The benefit is not so much performance, but being able to express
something very easily and quickly.

The cost of the 'repeat' contraction is that one cannot use the loop
variable, either as part of a modified computation or for monitoring or
debugging purposes.
       print(i, for_body_result)
Beginners are often atrocious at debugging, and it seems not to be
taught hardly at all.  'repeat n' erects a barrier to debugging.

Debugging: probing a computation to see what actually happens, as
opposed to what one wanted and expected to happen.  (Me, just now ;-)
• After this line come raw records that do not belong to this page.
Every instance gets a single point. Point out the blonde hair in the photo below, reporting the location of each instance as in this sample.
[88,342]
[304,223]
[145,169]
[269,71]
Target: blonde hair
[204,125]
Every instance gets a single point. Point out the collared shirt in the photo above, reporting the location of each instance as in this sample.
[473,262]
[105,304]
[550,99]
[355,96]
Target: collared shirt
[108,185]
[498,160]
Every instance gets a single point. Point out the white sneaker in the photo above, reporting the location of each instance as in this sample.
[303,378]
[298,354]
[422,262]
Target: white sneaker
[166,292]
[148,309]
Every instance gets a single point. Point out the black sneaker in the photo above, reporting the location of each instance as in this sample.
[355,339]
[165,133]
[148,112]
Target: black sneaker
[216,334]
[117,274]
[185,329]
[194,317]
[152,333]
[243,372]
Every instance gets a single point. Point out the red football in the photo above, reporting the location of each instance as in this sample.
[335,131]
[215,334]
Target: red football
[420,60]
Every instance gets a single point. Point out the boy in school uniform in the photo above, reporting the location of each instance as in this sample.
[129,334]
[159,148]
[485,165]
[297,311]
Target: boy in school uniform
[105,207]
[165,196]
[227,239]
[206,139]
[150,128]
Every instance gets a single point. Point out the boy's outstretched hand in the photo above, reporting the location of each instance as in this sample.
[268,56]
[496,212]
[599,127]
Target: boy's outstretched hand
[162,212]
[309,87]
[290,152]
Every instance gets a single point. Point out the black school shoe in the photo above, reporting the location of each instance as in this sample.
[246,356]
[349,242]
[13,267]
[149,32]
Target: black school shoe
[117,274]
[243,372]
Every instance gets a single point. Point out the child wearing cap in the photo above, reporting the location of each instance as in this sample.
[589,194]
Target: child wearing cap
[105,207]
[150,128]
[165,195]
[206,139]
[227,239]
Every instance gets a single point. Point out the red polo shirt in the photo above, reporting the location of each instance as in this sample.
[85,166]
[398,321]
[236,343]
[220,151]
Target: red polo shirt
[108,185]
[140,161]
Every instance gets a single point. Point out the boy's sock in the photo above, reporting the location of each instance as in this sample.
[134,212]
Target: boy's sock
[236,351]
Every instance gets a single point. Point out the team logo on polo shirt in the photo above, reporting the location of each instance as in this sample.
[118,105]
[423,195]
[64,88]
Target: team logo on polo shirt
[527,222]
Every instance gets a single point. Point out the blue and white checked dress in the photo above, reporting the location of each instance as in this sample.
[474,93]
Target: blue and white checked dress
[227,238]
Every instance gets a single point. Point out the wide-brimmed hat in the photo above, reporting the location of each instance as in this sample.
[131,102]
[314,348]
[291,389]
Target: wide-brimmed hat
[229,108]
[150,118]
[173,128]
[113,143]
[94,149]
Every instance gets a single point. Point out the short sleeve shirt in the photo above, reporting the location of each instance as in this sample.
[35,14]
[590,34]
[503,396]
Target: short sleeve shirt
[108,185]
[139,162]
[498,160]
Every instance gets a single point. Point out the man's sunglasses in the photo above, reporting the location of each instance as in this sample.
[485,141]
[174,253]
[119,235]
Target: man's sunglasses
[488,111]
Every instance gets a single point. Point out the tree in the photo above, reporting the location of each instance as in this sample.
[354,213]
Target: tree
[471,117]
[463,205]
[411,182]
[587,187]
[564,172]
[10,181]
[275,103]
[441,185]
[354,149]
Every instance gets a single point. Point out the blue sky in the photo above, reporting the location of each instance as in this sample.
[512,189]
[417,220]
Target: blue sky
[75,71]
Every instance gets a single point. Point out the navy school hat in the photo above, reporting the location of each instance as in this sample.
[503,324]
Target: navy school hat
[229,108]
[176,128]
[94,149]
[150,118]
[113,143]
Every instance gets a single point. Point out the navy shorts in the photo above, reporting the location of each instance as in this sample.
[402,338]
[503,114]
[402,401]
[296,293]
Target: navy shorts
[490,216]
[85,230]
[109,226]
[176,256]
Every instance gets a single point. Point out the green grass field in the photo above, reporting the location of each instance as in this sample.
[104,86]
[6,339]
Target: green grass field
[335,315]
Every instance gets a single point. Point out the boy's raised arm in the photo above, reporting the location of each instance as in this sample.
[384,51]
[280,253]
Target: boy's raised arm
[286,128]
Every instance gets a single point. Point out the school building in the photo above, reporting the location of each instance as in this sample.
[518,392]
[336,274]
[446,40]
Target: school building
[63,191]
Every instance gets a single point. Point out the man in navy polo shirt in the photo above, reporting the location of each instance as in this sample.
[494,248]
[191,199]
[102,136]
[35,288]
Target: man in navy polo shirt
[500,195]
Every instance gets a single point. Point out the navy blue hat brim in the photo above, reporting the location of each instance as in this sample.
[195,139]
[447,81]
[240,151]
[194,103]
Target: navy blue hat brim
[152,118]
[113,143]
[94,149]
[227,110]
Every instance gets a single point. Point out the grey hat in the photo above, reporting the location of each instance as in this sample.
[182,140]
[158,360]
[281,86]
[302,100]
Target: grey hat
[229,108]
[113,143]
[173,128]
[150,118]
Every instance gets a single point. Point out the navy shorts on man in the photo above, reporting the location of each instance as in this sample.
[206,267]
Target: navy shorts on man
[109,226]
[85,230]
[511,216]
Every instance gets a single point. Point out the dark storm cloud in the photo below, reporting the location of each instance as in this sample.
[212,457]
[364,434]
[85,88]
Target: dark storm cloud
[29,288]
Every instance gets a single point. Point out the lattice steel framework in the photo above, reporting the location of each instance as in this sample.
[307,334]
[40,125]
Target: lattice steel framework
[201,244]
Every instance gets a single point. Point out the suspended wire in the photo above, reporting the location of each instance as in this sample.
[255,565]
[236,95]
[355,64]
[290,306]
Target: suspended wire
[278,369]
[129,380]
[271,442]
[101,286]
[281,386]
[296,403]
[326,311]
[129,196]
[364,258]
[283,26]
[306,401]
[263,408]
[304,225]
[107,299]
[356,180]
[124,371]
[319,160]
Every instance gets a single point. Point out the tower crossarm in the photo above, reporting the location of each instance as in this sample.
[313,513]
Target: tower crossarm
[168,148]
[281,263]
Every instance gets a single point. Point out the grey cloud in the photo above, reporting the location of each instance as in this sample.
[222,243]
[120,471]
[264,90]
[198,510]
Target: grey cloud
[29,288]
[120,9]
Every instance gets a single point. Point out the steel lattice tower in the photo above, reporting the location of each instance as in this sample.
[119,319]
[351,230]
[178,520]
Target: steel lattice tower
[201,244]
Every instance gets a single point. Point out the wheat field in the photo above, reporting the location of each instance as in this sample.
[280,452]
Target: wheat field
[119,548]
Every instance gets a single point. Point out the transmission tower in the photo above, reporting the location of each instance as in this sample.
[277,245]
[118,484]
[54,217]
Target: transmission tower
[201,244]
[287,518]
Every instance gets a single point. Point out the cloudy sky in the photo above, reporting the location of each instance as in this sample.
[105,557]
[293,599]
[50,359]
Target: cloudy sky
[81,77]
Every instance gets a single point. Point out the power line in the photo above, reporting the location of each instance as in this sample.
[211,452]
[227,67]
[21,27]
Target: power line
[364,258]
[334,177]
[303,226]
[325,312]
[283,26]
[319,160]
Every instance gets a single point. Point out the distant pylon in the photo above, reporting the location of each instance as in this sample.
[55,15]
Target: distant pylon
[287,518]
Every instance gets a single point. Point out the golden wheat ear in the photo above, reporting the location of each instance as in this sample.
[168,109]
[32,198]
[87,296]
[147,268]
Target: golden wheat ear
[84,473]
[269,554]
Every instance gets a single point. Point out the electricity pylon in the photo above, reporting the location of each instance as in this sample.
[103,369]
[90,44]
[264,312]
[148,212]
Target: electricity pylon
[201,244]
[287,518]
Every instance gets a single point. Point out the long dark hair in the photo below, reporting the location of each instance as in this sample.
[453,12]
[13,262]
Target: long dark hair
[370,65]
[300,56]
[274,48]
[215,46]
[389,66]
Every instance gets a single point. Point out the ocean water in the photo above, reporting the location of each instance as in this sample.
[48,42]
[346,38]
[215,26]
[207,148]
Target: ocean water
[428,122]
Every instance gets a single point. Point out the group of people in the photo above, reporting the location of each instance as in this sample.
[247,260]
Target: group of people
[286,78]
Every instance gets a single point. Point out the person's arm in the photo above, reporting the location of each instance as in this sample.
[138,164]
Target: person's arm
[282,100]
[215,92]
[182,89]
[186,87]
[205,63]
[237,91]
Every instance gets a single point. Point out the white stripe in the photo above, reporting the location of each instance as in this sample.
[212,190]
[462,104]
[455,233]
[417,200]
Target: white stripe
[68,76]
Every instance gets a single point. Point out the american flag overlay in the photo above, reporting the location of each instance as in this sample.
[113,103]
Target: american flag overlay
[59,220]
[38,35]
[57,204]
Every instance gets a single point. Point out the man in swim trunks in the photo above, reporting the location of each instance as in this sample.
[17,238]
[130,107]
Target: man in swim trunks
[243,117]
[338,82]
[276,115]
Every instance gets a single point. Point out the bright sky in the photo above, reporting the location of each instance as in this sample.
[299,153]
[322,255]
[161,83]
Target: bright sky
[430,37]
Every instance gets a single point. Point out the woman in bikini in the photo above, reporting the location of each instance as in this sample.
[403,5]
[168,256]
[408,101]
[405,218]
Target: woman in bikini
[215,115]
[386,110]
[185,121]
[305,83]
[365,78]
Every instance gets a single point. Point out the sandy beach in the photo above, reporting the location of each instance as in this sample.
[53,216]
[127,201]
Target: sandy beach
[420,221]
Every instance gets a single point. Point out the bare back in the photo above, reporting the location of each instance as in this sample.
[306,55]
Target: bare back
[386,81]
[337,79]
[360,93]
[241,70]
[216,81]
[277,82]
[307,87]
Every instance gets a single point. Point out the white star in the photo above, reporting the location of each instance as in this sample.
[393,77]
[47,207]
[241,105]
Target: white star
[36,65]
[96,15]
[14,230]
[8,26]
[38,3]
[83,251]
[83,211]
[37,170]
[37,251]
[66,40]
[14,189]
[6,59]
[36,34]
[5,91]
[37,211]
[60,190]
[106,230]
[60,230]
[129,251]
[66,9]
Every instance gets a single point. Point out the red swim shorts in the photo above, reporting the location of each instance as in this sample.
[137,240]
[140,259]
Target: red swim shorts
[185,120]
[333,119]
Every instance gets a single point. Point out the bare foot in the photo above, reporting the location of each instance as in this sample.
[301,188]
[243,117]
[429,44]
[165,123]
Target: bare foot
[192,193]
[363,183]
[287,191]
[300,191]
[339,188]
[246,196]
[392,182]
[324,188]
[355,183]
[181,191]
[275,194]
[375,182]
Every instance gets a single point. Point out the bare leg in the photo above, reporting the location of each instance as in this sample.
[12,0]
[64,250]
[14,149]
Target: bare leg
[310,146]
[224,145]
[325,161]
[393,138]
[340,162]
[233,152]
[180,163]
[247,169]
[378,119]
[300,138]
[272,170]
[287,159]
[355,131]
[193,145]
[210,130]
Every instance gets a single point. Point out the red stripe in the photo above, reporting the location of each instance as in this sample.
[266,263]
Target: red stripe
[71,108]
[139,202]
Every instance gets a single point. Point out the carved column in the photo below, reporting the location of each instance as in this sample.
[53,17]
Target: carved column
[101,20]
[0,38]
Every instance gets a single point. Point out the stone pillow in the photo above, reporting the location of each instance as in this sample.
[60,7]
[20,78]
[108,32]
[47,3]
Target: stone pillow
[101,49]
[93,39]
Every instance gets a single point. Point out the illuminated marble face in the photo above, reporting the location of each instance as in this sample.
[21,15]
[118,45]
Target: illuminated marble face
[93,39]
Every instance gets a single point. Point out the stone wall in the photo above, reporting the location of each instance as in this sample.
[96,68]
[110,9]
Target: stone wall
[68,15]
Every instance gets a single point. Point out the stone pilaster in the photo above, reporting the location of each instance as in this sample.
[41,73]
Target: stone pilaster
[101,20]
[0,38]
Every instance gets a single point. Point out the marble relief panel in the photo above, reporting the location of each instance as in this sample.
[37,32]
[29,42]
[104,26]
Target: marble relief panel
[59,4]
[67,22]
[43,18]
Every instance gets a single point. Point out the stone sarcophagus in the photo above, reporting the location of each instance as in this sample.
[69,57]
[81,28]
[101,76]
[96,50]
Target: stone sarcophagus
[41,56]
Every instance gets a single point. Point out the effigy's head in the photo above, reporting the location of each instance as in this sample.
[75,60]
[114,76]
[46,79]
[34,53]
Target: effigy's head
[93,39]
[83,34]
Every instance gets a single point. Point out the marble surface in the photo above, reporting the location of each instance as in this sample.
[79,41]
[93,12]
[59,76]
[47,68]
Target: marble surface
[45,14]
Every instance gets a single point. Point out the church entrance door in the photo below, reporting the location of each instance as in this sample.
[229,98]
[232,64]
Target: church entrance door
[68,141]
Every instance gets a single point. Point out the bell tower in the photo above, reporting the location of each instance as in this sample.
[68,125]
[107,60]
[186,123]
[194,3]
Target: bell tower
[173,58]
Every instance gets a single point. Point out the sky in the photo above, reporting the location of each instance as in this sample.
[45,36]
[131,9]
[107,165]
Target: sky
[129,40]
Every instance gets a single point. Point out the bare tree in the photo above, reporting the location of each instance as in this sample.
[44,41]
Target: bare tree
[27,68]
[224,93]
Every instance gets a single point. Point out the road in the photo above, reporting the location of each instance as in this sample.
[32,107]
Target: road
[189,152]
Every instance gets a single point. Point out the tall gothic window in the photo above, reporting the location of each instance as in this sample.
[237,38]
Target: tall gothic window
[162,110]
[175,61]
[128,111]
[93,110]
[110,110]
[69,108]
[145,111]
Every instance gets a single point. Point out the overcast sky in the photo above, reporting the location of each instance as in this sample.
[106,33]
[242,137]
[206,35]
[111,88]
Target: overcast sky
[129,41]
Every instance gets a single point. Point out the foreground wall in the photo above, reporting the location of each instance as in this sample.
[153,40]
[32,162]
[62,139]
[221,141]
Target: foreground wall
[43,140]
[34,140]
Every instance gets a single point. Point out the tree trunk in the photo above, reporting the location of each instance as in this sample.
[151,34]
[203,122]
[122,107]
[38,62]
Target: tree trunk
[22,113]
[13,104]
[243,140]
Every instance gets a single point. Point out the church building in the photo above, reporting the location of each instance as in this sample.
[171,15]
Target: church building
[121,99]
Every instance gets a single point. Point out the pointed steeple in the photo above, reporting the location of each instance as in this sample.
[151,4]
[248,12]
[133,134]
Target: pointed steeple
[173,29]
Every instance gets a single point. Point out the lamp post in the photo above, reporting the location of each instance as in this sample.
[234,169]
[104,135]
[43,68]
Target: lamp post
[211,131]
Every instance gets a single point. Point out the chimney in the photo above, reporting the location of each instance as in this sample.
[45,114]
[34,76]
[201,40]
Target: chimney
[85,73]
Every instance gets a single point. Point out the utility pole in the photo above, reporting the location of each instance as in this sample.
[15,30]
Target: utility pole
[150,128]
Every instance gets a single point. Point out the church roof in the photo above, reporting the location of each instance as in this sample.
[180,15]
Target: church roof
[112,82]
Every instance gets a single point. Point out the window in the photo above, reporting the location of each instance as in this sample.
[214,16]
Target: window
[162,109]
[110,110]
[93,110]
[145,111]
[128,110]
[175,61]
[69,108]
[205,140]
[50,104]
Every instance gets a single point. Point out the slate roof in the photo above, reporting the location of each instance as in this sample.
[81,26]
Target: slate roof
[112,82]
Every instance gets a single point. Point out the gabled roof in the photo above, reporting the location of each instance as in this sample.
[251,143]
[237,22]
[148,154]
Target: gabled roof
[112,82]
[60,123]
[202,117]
One major way of debugging is printing values as they are computed.
Naming values (objects) allows them to be printed without recomputing
the value.  In the 'repeat n' context, recomputing would mean adding 3
lines of debugging code instead of 1.

i = 0
repeat n:
   a = f(a)
   print(i, a)
   n += 1

Your objection to a feature such as 'repeat N' doesn't really stack up.

Debugging code is stuff that you add temporarily to find out what's going on, then you get rid of it to leave the clean, unfettered lines of the program.

You don't want people wondering where that loop index may or may not be used.

Anyway, if that was a valid objection, it would apply throughout the language. In list-comps for example (there is an index, but where do you stick the print?). Or in a for-loop iterating over values:

 a=[10,20,30,40,50]
 for x in a:
    print (x)

This will print the element, but what's the index? According to you, every such for-loop needs to be written in a form that provides the index of a loop, on the off-chance that someone might want to print its value somewhere in the body! ('for (i,x) in enumerate(a):')

I get that people here don't want such a feature, but I don't think this is the reason.

I think the real reason is not willing to admit that the language lacks something that could actually be useful, and especially not to an upstart on usenet who is not even an expert in that language.